TIM-3 inhibits the recruitment of nucleic acids into endosomes. (a) Microscopy of HMGB1-deficient MEFs transfected to express green fluorescent protein alone (GFP) or green fluorescent protein–tagged TIM-3 (TIM-3–GFP), then treated with recombinant HMGB1 (rHMGB1) or PBS, assessing the localization of B-DNA (red) in EEA1⁺ endosomes (blue). Original magnification, ×1,000. (b) Confocal microscopy of TIM-3-deficient DCs and TIM-3⁺ wild-type DCs ‘loaded’ with recombinant HMGB1 (blue), then stimulated with B-DNA, assessing the localization of B-DNA (red) in EEA1⁺ endosomes (green). Original magnification, ×1,000. (c) Quantification of the fluorescence intensity of total cellular B-DNA (red (left); bottom right) and B-DNA in EEA1⁺ endosomes (green (left)) relative to total cellular B-DNA (top right) in wild-type TIM-3⁺ or TIM-3^– BMDCs in images (left) acquired from the bottom to the top of the cells in b. Original magnification, ×1,200. (d) Confocal microscopy of the localization of TIM-3 (green) and HMGB1 (blue) in EEA1⁺ endosomes (red) in TIM-3⁺ DCs. Original magnification, ×1,000. (e) Dot-blot analysis of B-DNA (top) and immunoblot analysis of transferrin receptor (TfR), EEA1 and the late endosome marker Rab7 (middle) in total lysates (Tot), early endosomes (E end), late endosomes (L end) and heavy (HM) or light (LM) plasma membrane fractions isolated from homogenized BMDCs 2 h after treatment with B-DNA. Bottom, quantification of the dot-blot results above. (f) Suppression of IFN-β1 in wild-type or HMGB1-deficient (HMGB1-KO) MEFs transfected to express TIM-3, followed by stimulation with B-DNA or control plasmid DNA with (+) or without (–) recombinant HMGB1; results are presented relative to those of cells transfected with control vector. (g) RT-PCR analysis of IFN-β1 mRNA in TIM-3⁺ BMDCs left untreated or pretreated with isotype-matched control immunoglobulin or anti-HMGB1 and/or mAb to TIM-3 (horizontal axis), followed by stimulation for 8 h with B-DNA; results are presented relative to Actb expression. *P < 0.05 (paired Student's t-test).
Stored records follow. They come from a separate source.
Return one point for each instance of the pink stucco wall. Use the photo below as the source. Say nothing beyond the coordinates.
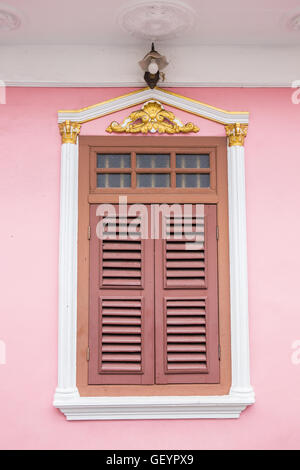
(29, 211)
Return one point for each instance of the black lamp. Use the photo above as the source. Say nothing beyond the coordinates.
(152, 64)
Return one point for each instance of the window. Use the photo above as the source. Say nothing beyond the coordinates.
(153, 303)
(153, 315)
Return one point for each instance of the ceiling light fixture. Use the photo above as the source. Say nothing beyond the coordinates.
(153, 63)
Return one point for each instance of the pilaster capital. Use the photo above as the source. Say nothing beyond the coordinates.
(236, 134)
(69, 131)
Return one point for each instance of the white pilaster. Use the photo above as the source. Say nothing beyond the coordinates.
(66, 389)
(238, 274)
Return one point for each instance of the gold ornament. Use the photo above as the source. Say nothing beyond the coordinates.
(69, 131)
(236, 133)
(152, 118)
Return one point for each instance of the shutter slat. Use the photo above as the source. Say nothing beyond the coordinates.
(122, 273)
(190, 283)
(124, 245)
(186, 264)
(121, 282)
(128, 339)
(121, 321)
(121, 335)
(184, 311)
(121, 303)
(122, 357)
(120, 312)
(121, 264)
(185, 273)
(185, 255)
(186, 348)
(125, 255)
(120, 330)
(191, 366)
(186, 321)
(120, 367)
(121, 347)
(186, 357)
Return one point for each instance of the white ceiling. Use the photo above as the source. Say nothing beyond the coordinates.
(81, 43)
(94, 22)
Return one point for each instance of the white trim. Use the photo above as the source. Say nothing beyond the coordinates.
(155, 407)
(67, 398)
(67, 276)
(165, 97)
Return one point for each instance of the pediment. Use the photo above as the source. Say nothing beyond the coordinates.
(161, 95)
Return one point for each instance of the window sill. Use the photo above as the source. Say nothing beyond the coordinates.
(79, 408)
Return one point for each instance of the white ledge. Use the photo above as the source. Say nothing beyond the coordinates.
(119, 408)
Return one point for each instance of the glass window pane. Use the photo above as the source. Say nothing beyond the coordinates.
(153, 180)
(188, 180)
(113, 180)
(113, 161)
(192, 161)
(152, 161)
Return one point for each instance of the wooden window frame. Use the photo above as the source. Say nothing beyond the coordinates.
(241, 394)
(217, 194)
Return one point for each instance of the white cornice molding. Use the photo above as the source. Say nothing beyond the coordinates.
(172, 99)
(228, 406)
(117, 66)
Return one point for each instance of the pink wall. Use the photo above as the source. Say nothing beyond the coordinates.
(29, 211)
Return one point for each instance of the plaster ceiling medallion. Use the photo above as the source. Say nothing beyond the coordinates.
(8, 21)
(156, 20)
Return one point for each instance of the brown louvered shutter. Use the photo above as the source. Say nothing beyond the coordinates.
(121, 318)
(186, 303)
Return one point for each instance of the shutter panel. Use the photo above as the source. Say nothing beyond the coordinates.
(122, 258)
(186, 313)
(184, 268)
(121, 327)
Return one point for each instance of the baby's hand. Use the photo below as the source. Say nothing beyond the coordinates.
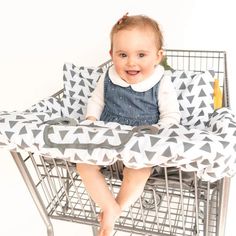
(92, 118)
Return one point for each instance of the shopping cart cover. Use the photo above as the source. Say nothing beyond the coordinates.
(210, 152)
(204, 142)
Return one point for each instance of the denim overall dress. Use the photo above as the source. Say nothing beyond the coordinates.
(129, 107)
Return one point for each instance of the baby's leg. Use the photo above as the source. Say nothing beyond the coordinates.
(132, 186)
(96, 186)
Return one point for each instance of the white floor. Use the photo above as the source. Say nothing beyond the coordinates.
(19, 216)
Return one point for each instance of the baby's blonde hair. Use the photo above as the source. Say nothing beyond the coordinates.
(138, 21)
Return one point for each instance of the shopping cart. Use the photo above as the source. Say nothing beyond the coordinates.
(173, 202)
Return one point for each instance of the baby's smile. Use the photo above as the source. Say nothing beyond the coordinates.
(132, 72)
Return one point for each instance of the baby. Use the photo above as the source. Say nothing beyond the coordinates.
(134, 91)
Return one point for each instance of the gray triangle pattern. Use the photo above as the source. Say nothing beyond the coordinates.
(214, 151)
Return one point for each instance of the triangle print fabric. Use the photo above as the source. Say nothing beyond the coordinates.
(209, 152)
(195, 96)
(205, 142)
(79, 82)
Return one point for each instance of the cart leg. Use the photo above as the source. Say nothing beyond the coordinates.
(33, 191)
(224, 197)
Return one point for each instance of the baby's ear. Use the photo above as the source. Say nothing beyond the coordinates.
(160, 54)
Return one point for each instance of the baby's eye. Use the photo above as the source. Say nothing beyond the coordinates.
(141, 54)
(122, 55)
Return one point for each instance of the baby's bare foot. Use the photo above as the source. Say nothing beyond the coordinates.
(108, 218)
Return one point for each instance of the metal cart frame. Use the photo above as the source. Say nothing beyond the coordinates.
(173, 202)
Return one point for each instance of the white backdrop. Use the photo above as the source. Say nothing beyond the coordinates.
(37, 37)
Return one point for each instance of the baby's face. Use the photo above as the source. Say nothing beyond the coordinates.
(135, 54)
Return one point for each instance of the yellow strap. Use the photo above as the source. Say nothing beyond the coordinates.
(217, 95)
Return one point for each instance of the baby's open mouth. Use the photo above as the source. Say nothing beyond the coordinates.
(132, 72)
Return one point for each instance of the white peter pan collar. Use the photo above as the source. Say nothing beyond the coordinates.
(141, 86)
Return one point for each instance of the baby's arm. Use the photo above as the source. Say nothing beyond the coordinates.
(168, 103)
(96, 101)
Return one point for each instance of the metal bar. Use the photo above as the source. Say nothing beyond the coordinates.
(33, 191)
(224, 197)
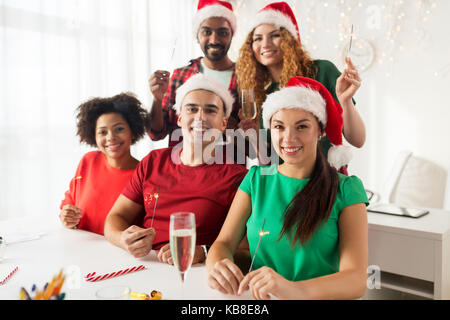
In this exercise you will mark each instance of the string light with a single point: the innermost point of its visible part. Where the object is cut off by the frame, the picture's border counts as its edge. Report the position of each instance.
(392, 15)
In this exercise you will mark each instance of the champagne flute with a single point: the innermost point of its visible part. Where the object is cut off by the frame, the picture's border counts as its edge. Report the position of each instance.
(182, 241)
(249, 110)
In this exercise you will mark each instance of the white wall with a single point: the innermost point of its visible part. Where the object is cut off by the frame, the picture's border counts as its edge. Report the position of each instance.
(403, 102)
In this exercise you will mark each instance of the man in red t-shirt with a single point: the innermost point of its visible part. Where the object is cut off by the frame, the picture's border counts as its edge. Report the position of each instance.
(189, 177)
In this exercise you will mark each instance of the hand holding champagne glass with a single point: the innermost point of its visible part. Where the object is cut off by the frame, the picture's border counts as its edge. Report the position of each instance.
(249, 110)
(182, 240)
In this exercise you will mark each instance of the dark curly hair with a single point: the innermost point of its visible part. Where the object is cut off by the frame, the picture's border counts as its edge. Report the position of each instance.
(125, 104)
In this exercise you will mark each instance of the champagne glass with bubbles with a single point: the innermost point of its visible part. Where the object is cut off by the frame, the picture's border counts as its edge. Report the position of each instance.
(182, 241)
(249, 110)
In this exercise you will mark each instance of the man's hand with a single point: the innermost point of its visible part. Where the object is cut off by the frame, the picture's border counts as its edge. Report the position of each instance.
(70, 216)
(158, 83)
(137, 241)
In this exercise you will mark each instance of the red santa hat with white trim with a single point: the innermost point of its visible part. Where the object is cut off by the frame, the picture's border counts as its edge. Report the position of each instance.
(312, 96)
(279, 14)
(211, 9)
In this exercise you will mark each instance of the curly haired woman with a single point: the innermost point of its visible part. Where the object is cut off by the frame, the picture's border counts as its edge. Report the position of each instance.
(112, 125)
(272, 54)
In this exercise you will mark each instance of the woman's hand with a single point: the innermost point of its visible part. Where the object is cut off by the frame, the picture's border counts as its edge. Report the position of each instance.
(225, 276)
(70, 216)
(158, 83)
(348, 83)
(165, 254)
(137, 241)
(265, 281)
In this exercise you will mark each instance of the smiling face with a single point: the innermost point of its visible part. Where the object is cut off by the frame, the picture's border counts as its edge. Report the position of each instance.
(201, 111)
(295, 134)
(266, 45)
(214, 37)
(113, 136)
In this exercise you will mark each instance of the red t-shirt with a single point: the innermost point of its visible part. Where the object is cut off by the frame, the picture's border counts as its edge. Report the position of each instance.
(94, 189)
(206, 190)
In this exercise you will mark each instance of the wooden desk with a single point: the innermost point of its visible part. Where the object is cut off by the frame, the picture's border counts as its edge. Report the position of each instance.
(413, 254)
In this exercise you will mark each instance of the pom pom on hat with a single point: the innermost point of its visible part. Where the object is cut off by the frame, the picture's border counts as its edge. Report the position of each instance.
(211, 9)
(200, 81)
(310, 95)
(278, 14)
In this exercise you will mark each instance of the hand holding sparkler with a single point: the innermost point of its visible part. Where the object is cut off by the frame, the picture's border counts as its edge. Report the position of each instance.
(262, 233)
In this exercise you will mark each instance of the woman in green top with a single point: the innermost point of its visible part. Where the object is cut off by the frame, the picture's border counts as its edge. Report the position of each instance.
(272, 54)
(306, 224)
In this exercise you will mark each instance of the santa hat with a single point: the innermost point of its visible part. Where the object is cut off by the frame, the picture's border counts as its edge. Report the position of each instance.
(201, 82)
(211, 9)
(278, 14)
(310, 95)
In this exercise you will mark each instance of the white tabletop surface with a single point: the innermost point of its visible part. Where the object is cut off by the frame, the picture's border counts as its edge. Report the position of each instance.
(41, 259)
(435, 225)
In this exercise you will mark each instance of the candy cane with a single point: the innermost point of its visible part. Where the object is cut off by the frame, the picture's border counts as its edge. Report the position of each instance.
(8, 276)
(91, 277)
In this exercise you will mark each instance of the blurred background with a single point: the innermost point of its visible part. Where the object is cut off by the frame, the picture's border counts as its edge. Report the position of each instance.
(56, 54)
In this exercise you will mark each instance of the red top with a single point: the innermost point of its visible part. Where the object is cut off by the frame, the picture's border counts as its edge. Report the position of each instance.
(94, 189)
(206, 190)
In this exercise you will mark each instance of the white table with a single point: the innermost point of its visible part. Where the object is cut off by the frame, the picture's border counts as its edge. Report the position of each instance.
(413, 254)
(40, 260)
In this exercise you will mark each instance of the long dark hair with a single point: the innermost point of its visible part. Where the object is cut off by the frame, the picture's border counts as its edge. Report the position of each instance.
(313, 204)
Data are representative of four experiments (a), three experiments (b,e–g) or five experiments (d) or are pooled from three separate experiments with 30 cells (c; error bars (c,e–g), s.e.m.).

Figure 8

TIM-3 impedes the antitumor effects of chemotherapy. (a) Quantification of IFN-β1 and IL-12 mRNA in TIM-3⁺ BMDCs cultured alone (UT) or together with apoptotic CDDP-treated MC38 cells with (MC38 DNase + RNase) or without (MC38) pretreatment with DNase and RNase in the presence of control immunoglobulin or mAb to TIM-3; results are presented relative to Actb expression. (b) ELISA of IFN-β1 in TIM-3^– and TIM-3⁺ wild-type BMDCs (WT), BMDCs deficient in TBK1 and TNF (TBK1-TNF-DKO) or TNF-deficient BMDCs (TNF-KO) cultured alone or together withdying MC38 cells in the presence of control immunoglobulin or mAb to TIM-3. (c) RT-PCR quantification of IFN-β1 and IL-12 mRNA in wild-type TIM-3⁺ DCs cultured alone or together with dying MC38 cells in the presence of control immunoglobulin or mAb to TIM-3 and/or anti-HMGB1 (key); results are presented relative to Actb expression. (d) Tumor growth in CD11c-DTR mice given no diphtheria toxin or treated with diphtheria toxin, then inoculated subcutaneously with MC38 cells along with systemic CDDP in the presence of mAb to TIM-3 or control immunoglobulin, or no treatment. (e) Tumor growth in chimeras reconstituted with a mixture (1:1) of bone marrow cells from CD11c-DTR and TIM-3-deficient mice, then given no treatment with diphtheria toxin or treated with diphtheria toxin 2 d before inoculation with MC38 cells, followed by no treatment or CDDP on days 8, 10 and 12 after inoculation. *P < 0.05 (paired Student's t-test). Data are representative of four experiments (a), five experiments (b) or three experiments (c–e; error bars, s.e.m.).